The world's oldest continuous foot race is the London to Brighton ultra. When I moved from "normal" marathons to ultras, I therefore always assumed I'd one day get to Brighton on foot from London by whatever route the race took that year (it changes for some reason). My career as an ultrarunner ended up being more successful than I could ever have imagined, but also briefer. Two years into it, a new obsession was taking control of my soul: one which involved late nights and long periods of sitting (not conducive to the ultrarunning life and training regimen).
It's perhaps fitting then that when I finally did arrive in Brighton, it was on a train quaffing coffee with a pudgy poker player rather than pouring isotonic drink down my throat with other ultrarunners. I was there for the Unibet UK poker tour leg. The aforementioned pudgy poker player Lappin was looking a little less pudgy than when I last saw him in London, a result of a disciplined regimen of exercise and diet.....wait, that's not it. He'd lost weight because he followed up a bout of food poisoning with the unusual step of licking ant poison he found on the window sill of his bathroom back in Malta. It's a measure of how well I know Lappin that when he told me this the night before, I was neither surprised nor incredulous. Lappin gonna Lappin.
After checking into the studio where we intended to start recording for our new podcast, and the hotel, we went for a wander on Brighton Pier. It felt like a trip back in time (a motif reenforced by this Unibet clip) to when I was a kid and school educational trips took the form of trips to place like Tramore or Bray where the kids in my class learned to operate slot machines while eating their body weight in candy floss and rock.
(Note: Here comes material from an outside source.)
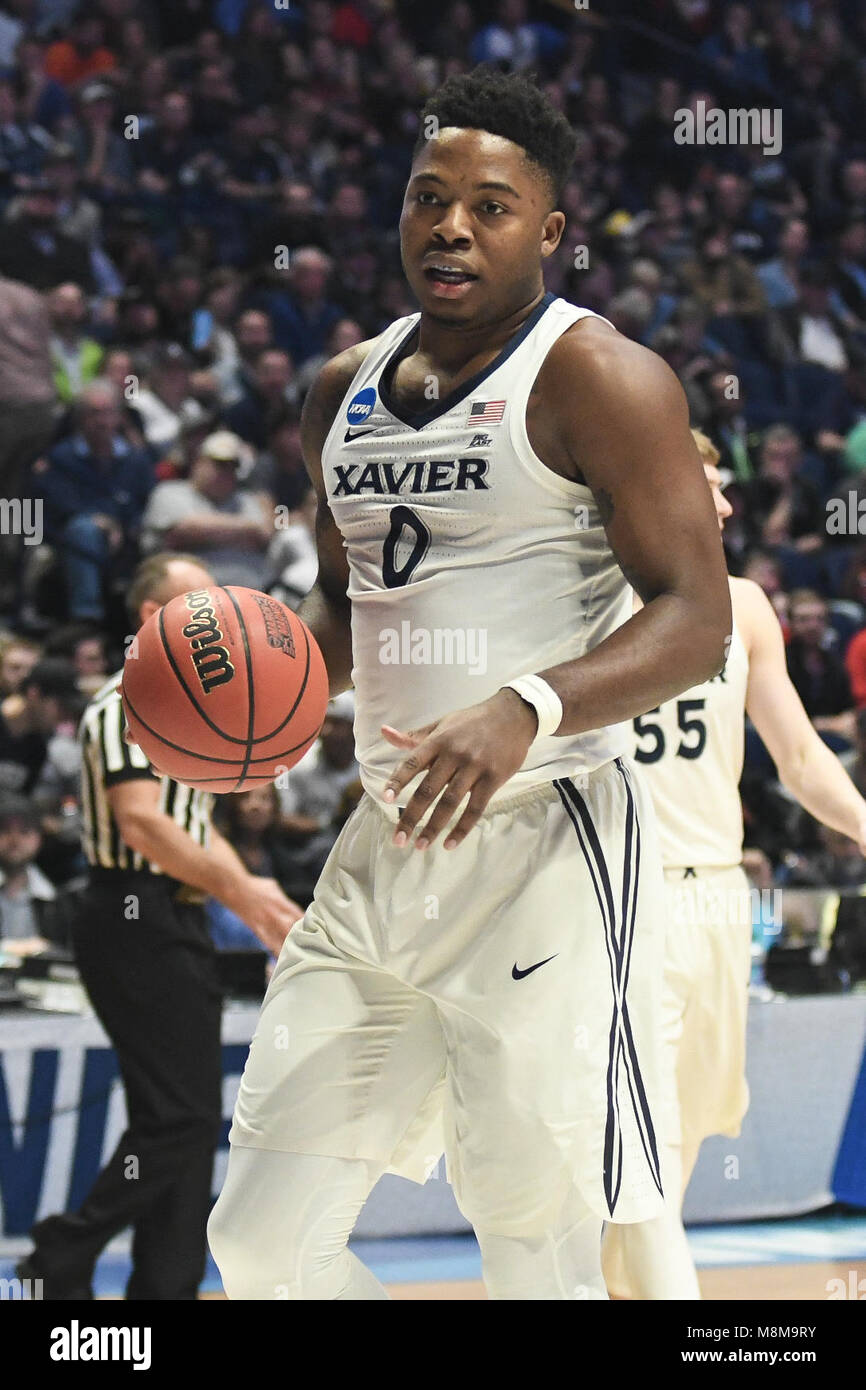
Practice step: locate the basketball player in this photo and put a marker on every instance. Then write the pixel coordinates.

It's a testament to how well Lappin knows me that our relationship has moved through three stages of anecdotage:
(1) I told him all mine, until he'd heard them all several times
(2) his patience with the Doke rerun channel broke and every time I cleared my throat to ask "did I tell you about the time..." he shouted yes
(3) after a period of moody silences during which I sulked about having nobody to tell my stories to while he tried to develop an appetite to stomach my reruns (he never got there) he came up with the novel idea of telling my stories back to me, presumably in the belief that I might not remember them any more, or the view that anything was better than having to listen to me telling them again, followed by a short review: "that's not one of your better stories" or "you should put that one in your blog".
After I remarked it felt like a trip back in time, he seized on the opportunity to tell me the story of how I used to become the most unpopular kid in the whole school by the end of each trip. He followed it with a "one for the blog" comment so if the rest of this blog bores you, send your complaint to Malta.
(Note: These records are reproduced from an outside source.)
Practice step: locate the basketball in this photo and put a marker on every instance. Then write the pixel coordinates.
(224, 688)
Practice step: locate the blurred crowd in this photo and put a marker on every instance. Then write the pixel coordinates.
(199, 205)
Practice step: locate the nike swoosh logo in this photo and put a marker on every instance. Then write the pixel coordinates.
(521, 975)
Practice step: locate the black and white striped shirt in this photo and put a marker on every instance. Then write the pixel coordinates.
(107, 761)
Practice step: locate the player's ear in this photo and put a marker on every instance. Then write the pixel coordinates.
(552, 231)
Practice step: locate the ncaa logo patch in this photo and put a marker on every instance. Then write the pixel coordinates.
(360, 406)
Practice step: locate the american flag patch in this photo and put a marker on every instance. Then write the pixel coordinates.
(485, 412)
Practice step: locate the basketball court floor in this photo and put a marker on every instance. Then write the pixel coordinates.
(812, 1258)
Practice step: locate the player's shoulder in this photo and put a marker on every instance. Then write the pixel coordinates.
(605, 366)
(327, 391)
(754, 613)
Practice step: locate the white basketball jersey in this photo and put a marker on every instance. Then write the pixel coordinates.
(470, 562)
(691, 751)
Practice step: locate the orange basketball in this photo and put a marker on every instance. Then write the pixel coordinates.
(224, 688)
School trips were a big deal when you grew up in a small town in Ireland and the only other excitement was wondering how many slaps of the leather strap the Christian brother would give you for displaying intellectual independence. Kids saved up their money for these trips, or tapped up their parents. I saved up my money too, but had a very different approach to spending it.
Ok, first let's talk about what every other kid who had been given spending money by their parents did. Knowing that once they got to Tramore or Bray every remaining penny would disappear into a slot machine, they'd spend some of the money on presents for their family, and themselves. The idea was to prevent themselves from blowing all their dough in the slots and returning home empty handed to angry parents and siblings. A solid plan theoretically, but I saw an exploitative strategy.
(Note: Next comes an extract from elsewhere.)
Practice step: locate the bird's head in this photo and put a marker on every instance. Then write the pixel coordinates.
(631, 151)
Eventually they all returned to the bus laden down with goods feeling morally superior to Scrooge O'Kearney, and the bus headed on to the slot machine arcade. When it got there, the kids would pile out with indecent haste to lose every last remaining penny. While they did so, I wandered about the arcade keeping all of my money in a prissy little purse, guarding it like the Crown Jewels. Wind forward an hour or two and by now most of my classmates had gone full slot machine addict, and burned through their entire roll. This was the point at which O'Kearney slithered into action. Sidling up to a classmate looking hungrily at a slot for which he no longer possessed the pennies needed to keep playing, negotiations would start. What can you sell me to get more money to play? How desperate are you? How little will you accept just to hear that sweet sweet whirring noise of the slot machine wheel one more time?
Sufficeth to say the terms I offered were never generous. That nice 5 pound watch you bought for your mother? I'll give you 20p for it. That chemistry set for your brother worth 8 quid? Mine now, for 20p.
I sat alone at the front on the long ride home, fully aware of the pure hatred being beamed at me from almost every other seat on the bus. I didn't care if nobody wanted to sit beside me. It meant there was more room for the bag of cheaply purchased goods I had recently acquired. I was the poorest kid on that bus, from the most indebted family, and my little brother and I may have been born to stressed out parents who didn't love or even like us, but for at least one day in our year, we were no longer losers, and we had more toys and trendy trinkets than all the rich kids.
I may not have learned the rules of Holdem for another 35 years or so, but looking back I realise now that the mind of Doke the poker player was born on a school bus.